All other things being equal, consumers no doubt prefer a tax-free shopping experience. But all other things are rarely equal. E-retailers (or mail-order catalogs) may have a price advantage, but well-run “Main Street’’ businesses have competitive advantages of their own. They attract customers with eye-catching window displays. They play up local ties and neighborhood loyalty. They give shoppers the chance to see, feel, or try on items before buying them. They enable the serendipitous joys of browsing. They don’t charge for shipping. And they offer potential customers a degree of personal service and warmth that no website can match.
The current system is far fairer than the one Durbin wants. Bricks-and-mortar merchants charge sales taxes based on their physical location. The same rule applies to online merchants. A Pennsylvania tobacco shop doesn’t collect Ohio sales taxes whenever it sells a humidor to a visitor from Ohio. Amazon shouldn’t have to, either.

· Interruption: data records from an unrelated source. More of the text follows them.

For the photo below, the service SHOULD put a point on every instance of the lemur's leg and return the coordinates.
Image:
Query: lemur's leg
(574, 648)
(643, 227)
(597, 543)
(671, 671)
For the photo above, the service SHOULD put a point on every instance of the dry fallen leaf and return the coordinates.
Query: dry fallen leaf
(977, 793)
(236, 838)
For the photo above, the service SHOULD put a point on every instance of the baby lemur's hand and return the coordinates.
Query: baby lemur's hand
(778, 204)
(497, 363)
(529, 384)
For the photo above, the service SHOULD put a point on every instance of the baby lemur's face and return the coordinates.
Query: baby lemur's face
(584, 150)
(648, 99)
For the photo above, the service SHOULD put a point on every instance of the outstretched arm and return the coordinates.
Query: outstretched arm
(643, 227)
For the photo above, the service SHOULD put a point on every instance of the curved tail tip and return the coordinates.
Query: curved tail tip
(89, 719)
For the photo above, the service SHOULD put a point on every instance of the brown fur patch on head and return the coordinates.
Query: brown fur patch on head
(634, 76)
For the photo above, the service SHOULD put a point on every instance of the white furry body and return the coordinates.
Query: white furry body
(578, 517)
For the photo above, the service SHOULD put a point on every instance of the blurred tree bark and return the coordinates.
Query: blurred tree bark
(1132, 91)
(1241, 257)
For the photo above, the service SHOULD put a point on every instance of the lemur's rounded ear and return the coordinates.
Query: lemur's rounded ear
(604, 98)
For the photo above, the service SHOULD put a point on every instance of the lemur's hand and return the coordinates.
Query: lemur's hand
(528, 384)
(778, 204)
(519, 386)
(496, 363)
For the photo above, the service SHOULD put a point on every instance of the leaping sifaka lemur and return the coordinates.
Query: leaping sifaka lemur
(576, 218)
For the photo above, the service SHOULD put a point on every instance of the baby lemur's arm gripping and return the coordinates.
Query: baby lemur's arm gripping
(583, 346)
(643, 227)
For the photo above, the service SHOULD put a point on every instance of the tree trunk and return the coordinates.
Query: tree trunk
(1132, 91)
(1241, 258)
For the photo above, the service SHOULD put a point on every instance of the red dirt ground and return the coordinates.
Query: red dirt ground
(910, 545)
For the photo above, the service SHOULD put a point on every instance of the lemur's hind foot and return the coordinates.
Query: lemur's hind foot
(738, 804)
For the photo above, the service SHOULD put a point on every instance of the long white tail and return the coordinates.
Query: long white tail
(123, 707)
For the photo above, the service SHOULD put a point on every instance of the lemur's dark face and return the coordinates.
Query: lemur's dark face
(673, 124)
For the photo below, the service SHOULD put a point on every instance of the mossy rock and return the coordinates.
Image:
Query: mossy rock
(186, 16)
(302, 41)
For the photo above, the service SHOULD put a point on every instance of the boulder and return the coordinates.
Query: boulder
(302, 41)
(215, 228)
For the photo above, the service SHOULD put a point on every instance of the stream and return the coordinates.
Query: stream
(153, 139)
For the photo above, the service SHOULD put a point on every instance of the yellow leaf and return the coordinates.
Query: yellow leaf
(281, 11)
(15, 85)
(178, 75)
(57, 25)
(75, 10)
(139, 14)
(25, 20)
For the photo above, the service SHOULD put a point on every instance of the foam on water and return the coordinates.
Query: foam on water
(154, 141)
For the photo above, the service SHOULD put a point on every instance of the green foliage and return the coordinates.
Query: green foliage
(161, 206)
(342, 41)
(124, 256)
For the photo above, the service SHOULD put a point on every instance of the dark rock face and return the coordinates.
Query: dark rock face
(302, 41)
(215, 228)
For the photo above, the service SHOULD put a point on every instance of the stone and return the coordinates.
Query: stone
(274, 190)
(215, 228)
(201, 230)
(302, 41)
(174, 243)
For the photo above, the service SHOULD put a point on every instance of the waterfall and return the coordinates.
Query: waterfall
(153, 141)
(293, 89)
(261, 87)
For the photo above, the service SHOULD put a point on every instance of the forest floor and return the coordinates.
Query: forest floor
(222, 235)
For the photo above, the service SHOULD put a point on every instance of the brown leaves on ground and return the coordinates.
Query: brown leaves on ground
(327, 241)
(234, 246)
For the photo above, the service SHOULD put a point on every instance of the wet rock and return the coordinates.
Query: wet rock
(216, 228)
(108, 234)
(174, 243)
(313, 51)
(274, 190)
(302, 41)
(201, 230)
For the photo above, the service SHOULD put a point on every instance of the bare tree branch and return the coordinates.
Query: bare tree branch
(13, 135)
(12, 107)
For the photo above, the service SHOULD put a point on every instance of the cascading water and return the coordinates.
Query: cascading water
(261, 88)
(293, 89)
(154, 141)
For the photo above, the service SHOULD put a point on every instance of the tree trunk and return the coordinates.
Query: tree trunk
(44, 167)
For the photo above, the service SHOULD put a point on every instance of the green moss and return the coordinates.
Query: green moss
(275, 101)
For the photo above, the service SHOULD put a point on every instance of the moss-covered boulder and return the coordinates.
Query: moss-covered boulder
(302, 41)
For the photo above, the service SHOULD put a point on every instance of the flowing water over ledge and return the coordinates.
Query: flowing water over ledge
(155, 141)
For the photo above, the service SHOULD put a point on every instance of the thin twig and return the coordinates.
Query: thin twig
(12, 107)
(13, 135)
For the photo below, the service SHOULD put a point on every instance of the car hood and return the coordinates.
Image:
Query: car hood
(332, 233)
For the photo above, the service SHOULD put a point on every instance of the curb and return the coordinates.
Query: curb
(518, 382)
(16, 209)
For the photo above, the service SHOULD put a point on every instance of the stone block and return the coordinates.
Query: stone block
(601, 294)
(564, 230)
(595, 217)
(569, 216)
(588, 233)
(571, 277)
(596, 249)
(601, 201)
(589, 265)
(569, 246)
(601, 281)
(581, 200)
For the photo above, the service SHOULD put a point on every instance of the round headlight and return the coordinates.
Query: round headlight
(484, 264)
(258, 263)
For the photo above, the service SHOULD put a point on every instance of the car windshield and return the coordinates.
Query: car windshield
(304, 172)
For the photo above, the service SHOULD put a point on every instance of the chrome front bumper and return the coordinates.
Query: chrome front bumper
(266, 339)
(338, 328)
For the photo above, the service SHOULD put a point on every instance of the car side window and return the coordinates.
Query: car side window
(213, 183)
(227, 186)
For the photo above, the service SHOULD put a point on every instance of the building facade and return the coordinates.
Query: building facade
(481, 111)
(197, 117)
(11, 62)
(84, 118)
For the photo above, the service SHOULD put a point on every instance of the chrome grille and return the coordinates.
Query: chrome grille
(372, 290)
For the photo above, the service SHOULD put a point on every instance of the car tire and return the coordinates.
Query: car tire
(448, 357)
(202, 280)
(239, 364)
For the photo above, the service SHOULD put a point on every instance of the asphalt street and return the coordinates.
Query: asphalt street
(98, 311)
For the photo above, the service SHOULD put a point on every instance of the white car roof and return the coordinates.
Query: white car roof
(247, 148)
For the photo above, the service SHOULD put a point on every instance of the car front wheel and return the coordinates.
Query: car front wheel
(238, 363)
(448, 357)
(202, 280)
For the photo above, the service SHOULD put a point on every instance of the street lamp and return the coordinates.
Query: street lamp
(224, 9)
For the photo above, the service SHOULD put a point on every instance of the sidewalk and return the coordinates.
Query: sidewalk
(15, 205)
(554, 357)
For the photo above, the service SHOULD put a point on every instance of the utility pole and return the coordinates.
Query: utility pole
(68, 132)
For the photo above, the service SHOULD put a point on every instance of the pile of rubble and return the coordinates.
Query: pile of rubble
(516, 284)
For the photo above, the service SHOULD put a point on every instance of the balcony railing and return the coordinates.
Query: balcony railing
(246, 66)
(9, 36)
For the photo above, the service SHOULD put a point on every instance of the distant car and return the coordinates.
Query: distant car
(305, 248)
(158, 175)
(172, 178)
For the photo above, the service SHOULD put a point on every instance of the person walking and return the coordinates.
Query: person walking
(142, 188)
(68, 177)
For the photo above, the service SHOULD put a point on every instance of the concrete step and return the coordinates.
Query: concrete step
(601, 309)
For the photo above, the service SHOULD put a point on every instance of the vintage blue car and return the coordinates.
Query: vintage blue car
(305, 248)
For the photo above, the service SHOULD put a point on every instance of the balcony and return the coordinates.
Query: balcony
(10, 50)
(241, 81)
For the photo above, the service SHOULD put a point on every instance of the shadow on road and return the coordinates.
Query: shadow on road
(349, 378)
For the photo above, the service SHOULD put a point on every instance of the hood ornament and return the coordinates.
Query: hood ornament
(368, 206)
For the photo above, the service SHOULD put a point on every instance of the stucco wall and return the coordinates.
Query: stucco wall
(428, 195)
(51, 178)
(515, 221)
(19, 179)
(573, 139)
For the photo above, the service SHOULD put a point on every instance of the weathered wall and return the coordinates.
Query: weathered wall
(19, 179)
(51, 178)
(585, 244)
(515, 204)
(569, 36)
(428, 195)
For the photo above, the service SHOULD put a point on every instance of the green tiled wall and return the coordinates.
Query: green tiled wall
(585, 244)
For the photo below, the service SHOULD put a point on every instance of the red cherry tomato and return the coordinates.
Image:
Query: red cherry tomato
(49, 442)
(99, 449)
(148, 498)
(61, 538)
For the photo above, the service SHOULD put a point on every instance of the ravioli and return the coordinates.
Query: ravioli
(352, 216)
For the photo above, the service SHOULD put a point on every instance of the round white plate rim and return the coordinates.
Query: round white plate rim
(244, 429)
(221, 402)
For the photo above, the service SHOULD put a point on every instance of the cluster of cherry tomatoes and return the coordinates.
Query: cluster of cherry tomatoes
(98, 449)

“Out-of-state companies that aren’t paying their fair share of taxes,’’ Durbin argues, “are sticking Illinois residents and businesses with the tab.’’ What tab? Taxes paid should bear some relation to services received, and merchants with no “substantial nexus’’ to a state receive no services from it. They don’t use its firefighters or sewers, don’t send their kids to its schools, and don’t expect it to plow their streets after a blizzard. To force them nevertheless to collect and remit that state’s taxes would be grossly unreasonable.
Durbin’s bill would only hurt the consumers he claims to be “looking out for.’’ The existing arrangement has worked well for 40 years. All it needs from Congress is a good leaving-alone.
I'm sure my favorite commenter on all issues related to economics will agree. Max?